GENOVA PER NOI | Camogli

Je prends le train pour Camogli, commune de la Province de Gênes et village de pêcheurs aux façades ocre, vertes, rouges. La bandiera flotte et les premiers baigneurs aussi. Il n’y a pas d’heure pour exposer ses chairs. Je me mets à l’ombre pour mieux supporter le petit paquet de papier suintant qui me brûle les doigts, j’ai acheté mon lunch à la focacceria du coin droit derrière une californienne qui racontait son arbre généalogique italo-américain à la vendeuse. « Si, mangiare is very buono in Italy », elle essaye mais ça jase dès qu’elle tourne les talons.
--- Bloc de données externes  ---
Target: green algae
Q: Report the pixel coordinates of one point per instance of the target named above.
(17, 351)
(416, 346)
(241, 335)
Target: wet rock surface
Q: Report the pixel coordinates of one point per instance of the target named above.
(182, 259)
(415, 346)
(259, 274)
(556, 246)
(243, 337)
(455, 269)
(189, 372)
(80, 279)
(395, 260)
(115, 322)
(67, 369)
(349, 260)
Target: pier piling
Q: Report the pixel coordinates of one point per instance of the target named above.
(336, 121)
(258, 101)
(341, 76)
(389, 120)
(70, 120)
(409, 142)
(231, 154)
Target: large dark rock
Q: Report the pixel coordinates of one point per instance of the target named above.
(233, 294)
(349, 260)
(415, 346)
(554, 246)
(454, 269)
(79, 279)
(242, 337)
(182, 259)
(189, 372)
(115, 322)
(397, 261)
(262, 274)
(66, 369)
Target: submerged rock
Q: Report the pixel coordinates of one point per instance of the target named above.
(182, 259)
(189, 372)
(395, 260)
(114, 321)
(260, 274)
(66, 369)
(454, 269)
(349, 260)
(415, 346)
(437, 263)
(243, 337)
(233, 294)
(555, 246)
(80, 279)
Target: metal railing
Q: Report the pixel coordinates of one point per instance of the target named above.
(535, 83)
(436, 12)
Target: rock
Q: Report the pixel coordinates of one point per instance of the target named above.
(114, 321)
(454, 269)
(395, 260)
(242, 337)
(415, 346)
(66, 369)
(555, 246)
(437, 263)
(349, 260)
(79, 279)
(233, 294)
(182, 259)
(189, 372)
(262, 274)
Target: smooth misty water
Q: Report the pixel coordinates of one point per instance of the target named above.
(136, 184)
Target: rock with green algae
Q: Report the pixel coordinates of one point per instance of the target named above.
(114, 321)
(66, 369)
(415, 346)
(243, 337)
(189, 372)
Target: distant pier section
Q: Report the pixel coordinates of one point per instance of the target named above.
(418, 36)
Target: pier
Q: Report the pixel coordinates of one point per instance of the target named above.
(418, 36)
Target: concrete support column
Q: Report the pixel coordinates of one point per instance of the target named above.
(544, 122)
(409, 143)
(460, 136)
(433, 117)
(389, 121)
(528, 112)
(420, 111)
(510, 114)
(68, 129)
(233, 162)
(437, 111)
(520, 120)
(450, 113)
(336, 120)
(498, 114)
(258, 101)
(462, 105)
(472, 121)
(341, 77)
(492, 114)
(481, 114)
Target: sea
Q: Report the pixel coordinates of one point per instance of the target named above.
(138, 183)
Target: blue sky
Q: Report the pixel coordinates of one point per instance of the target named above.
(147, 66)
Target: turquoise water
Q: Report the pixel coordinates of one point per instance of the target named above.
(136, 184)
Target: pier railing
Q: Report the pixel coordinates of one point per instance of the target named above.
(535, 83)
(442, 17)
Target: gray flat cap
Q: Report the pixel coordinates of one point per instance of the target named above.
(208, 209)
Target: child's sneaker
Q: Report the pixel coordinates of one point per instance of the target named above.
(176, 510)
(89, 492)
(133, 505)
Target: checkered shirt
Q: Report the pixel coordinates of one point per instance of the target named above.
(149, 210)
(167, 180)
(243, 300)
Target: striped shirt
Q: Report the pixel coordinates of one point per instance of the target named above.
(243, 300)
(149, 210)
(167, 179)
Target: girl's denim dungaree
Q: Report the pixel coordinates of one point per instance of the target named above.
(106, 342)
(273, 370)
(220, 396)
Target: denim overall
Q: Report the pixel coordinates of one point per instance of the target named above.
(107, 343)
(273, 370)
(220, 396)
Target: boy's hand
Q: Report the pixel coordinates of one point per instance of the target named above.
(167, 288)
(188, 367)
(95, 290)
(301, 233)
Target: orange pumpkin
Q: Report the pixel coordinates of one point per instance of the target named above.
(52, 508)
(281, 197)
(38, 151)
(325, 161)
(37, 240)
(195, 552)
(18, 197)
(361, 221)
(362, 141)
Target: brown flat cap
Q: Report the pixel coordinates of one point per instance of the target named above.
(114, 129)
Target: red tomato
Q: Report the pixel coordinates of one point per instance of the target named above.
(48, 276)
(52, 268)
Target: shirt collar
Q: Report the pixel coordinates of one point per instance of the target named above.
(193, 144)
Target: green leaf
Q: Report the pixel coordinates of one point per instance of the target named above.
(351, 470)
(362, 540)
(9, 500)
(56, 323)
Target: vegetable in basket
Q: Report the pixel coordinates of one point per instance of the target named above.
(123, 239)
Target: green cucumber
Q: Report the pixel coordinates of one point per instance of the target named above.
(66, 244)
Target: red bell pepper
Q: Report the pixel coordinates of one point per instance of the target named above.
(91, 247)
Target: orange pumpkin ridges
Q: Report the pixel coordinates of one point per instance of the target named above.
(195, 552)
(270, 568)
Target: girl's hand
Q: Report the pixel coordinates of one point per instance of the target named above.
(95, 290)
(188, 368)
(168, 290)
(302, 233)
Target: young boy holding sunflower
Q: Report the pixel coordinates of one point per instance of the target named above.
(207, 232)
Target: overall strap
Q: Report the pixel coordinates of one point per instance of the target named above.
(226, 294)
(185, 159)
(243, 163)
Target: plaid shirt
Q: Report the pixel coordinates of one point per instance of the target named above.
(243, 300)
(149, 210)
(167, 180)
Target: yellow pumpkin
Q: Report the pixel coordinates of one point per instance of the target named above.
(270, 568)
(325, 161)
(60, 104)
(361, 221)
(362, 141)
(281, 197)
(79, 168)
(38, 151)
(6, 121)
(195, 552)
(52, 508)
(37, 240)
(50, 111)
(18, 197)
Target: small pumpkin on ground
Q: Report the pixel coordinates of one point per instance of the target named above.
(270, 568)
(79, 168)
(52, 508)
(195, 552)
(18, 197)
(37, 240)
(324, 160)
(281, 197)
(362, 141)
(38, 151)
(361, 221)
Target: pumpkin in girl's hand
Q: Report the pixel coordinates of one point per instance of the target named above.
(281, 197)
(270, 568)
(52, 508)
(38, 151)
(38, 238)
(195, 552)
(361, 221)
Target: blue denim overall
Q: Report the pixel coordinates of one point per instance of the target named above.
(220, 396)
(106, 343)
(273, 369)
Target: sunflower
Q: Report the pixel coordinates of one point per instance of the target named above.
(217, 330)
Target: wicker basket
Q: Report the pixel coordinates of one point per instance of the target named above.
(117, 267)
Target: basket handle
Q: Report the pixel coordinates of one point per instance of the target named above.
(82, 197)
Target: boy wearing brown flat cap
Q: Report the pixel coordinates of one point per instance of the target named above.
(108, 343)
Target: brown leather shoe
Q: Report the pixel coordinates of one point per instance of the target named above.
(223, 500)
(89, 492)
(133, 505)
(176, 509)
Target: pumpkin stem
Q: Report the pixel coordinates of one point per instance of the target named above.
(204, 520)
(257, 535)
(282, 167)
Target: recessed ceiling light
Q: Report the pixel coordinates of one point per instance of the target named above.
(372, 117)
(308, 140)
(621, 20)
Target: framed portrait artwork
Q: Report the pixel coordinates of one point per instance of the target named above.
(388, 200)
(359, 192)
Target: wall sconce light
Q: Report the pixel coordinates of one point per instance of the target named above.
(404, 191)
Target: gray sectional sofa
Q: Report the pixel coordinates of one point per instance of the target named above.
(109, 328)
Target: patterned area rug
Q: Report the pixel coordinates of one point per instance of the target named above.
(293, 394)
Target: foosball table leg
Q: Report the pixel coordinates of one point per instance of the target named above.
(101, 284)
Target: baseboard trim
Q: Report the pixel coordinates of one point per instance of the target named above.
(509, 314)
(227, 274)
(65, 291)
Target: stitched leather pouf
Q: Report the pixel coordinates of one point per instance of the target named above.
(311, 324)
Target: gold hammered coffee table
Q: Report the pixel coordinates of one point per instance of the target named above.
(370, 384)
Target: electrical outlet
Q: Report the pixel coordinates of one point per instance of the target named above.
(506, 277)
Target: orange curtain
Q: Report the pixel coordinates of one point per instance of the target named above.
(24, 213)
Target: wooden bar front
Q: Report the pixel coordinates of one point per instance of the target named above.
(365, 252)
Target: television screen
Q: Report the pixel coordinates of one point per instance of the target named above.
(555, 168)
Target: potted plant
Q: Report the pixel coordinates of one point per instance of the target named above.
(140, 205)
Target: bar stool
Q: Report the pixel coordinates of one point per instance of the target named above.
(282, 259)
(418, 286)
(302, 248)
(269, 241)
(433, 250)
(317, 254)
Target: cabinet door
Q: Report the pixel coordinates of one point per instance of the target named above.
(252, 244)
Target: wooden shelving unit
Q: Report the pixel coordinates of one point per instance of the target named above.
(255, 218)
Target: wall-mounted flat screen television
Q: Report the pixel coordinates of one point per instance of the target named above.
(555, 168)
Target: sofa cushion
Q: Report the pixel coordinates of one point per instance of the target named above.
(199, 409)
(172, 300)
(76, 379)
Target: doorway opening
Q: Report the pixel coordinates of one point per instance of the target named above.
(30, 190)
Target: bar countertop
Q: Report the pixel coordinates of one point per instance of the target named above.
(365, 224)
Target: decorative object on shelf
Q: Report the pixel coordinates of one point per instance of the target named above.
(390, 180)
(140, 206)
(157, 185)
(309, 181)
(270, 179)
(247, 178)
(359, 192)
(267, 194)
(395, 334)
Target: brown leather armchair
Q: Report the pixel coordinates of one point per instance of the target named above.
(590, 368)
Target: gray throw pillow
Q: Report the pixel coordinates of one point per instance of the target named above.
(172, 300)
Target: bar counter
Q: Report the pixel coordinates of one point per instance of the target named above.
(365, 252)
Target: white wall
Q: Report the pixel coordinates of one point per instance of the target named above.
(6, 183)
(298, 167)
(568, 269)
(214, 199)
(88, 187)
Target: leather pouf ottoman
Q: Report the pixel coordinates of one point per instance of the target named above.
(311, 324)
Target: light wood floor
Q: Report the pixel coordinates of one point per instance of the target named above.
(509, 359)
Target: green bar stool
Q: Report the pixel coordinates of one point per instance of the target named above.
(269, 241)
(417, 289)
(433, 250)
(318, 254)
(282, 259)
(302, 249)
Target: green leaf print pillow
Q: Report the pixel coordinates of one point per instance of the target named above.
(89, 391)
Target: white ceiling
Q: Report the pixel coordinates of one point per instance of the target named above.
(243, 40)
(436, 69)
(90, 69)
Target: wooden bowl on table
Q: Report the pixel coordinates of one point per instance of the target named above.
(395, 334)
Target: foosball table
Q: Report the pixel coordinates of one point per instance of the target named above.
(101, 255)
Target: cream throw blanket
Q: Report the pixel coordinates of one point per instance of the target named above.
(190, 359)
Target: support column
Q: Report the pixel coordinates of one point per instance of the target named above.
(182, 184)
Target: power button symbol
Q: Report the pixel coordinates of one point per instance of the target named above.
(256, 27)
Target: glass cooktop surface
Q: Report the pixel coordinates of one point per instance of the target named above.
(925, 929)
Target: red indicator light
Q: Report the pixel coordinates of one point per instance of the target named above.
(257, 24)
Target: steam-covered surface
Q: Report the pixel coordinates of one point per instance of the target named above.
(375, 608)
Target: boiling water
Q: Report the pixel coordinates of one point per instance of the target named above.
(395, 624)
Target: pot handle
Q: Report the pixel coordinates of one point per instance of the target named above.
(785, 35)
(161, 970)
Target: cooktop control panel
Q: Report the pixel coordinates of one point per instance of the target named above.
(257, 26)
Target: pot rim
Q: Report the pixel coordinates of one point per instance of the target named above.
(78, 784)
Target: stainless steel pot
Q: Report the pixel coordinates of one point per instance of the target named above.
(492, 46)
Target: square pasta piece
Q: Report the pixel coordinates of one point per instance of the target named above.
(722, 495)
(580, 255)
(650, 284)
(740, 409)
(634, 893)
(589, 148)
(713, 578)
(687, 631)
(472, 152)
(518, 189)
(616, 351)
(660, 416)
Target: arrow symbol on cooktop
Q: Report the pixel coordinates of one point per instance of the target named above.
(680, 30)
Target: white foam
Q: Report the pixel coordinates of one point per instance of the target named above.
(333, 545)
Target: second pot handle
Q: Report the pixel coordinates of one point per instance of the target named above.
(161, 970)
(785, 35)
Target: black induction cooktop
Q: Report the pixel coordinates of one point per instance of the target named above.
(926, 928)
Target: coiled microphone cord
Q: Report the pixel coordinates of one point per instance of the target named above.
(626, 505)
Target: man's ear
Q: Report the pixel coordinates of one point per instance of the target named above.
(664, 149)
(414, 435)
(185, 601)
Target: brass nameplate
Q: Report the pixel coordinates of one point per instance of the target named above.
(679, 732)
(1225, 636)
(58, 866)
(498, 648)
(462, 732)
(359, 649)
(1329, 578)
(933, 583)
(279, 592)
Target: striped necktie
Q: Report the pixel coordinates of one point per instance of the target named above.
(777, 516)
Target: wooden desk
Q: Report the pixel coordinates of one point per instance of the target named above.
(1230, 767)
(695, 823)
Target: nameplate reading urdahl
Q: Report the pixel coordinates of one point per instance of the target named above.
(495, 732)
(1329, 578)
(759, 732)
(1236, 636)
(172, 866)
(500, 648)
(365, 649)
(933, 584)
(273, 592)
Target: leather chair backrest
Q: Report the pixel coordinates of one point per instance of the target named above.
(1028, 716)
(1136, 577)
Quand on est transalpin, on est fier et à quoi bon aller à l’autre bout du monde pour bouffer de la merde quand on peut rester dans sa province et sortir du four des gloires matelassées aux cèpes, patates et persil.

Giorgio, Alessandro et Monica s’asseyent près de moi et insistent pour me sortir de mon bloc-notes, ils me posent des questions sur la Suisse et ses coutumes, est-ce vrai que la consommation de cannabis est légalisée et sa plantation autorisée ? Ils m’exposent la frustration de payer des taxes qui partent dans les poches de Silvio et la catastrophe des chemins de fer étatisés. Mais finalement, ils admettent qu’il est dur de garder les trains en bon état quand des centaines de « tifosi » les prennent d’assaut après le match. Peut-être que le football est aussi à blâmer en fait mais tant pis, c’est ce qui a de plus beau au monde. Ce sont des adolescents. Ils me prouvent qu’ils ne s’y connaissent pas moins pour autant aux choses primordiales de l’existence en me refilant la recette des lasagne au pesto. On m’explique que la pasta de couleur, c’est « una cazzata », une invention, que seules les pâtes blanches sont vraiment italiennes : « farina, acqua e basta ». Le plus gras d’entre eux, dont les fesses sortent du maillot de bain, me recommande de ramener du sanglier et on se dit au revoir, une poignée de main pour les garçons comme pour les filles, il faut dire que la drague ne commence qu’à 18h lors de la passeggiata.

Je n’ai toujours pas fait le plein de farinata, sorte de galette à base de farine de pois chiches. La base. Tant pis, je reviendrai.

Je prends un Martini Blanc en terrasse avec les aventures d’Anthony Bourdain comme seules amies. A l’intérieur du café, un vieux renard raconte sa vie au barman qui a juste envie de rentrer chez lui. On met les chaises sur les tables, ils vont fermer et mon train part très tôt demain.